There are different types of RWE, such as those obtained by collecting and using patient-reported outcomes (PROs), which can provide valuable information on the effectiveness, safety, and tolerability of health interventions from patient perspective. The EMA currently uses RWE for safety monitoring and recently announced that the use of RWE will be established across its spectrum of regulatory use cases by 2025 9∗, 10, 11. The 21st Century Cures Act, signed into law in December 2016, was designed to help accelerate medical product development and bring innovations to patients who need them in the US. The regulation builds on the FDA's work to incorporate patient perspectives into the development of drugs, biologics, and devices. It enhances the ability to improve clinical trial designs, including the use of RWE and clinical outcome assessments (COA), which is expected to accelerate the development and review of new medical products [12]. COA describes feelings or functions and can be reported by a health care provider, patient or caregivers. There are four types: patient-reported outcomes (PROs), clinician-reported outcomes (ClinROs), observer-reported outcomes (ObsROs) and performance outcomes (PerfOs). The difference between them is the perspective on a patient's health status. PROs are direct patient feedback through questionnaires or numerical rating scales. ClinROs are information coming from a trained health-care professional regarding their interpretation of signs or behaviors that can be observed related to a patient's disease. ObsROs are assessments of observable signs related to a patient's health condition as reported by caregivers. PerfOS are measurements collected when a patient is asked to complete a well-defined, repeatable, and standardized task, such as the word recovery test 13, 14.

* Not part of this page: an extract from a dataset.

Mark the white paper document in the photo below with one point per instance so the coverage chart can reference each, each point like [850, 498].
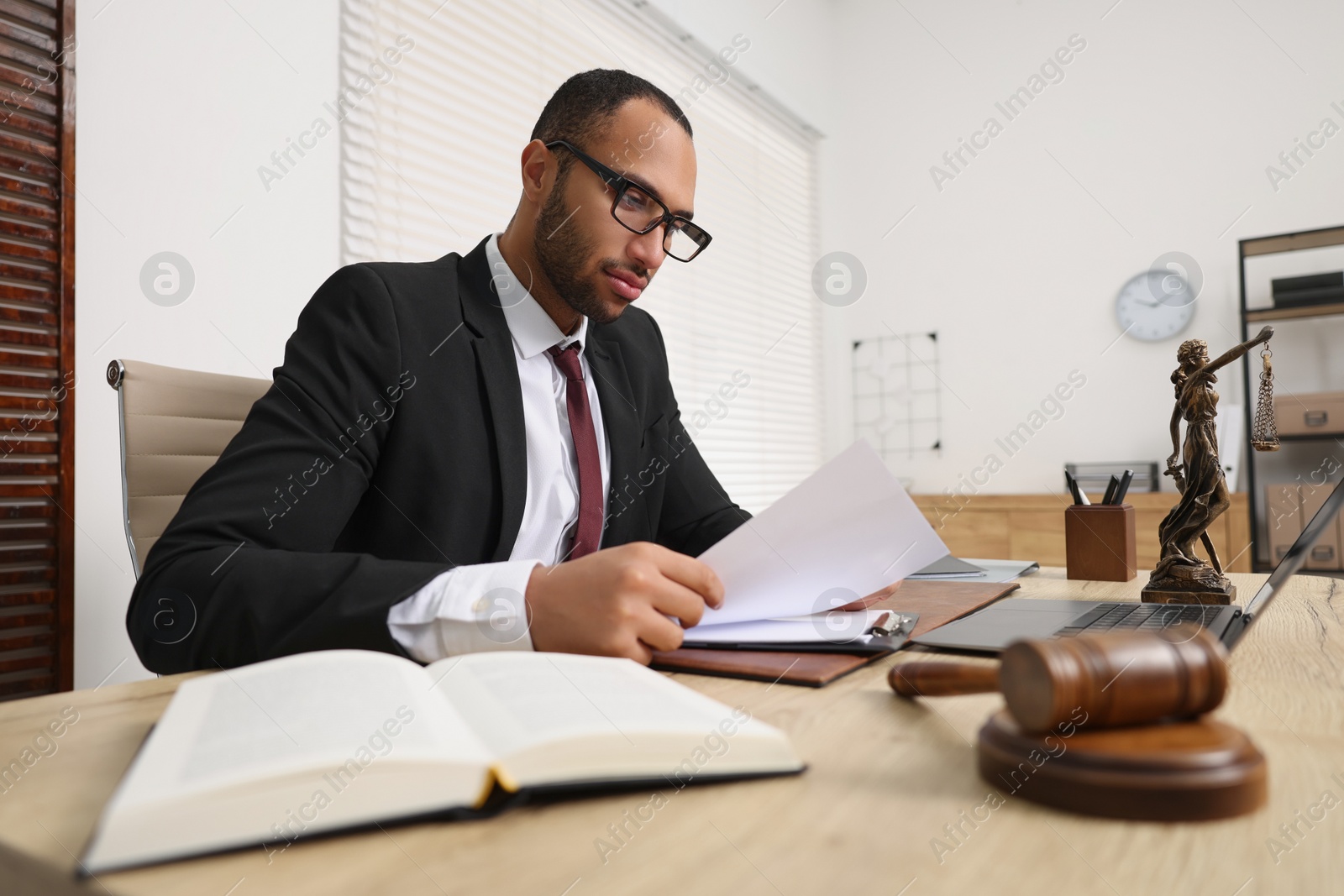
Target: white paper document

Both agencies release comprehensive assessment dossiers for every marketing-authorization application—whether approved or refused: the European Medicines Agency issues a European Public Assessment Report (EPAR), while the U.S. Food and Drug Administration provides a Drug Approval Package (DAP) 15, 16.

The aim of this study was to analyze how the EMA and the FDA have incorporated RWD and RWE into orphan drug approvals for neuromuscular diseases between January 2015 and January 2025.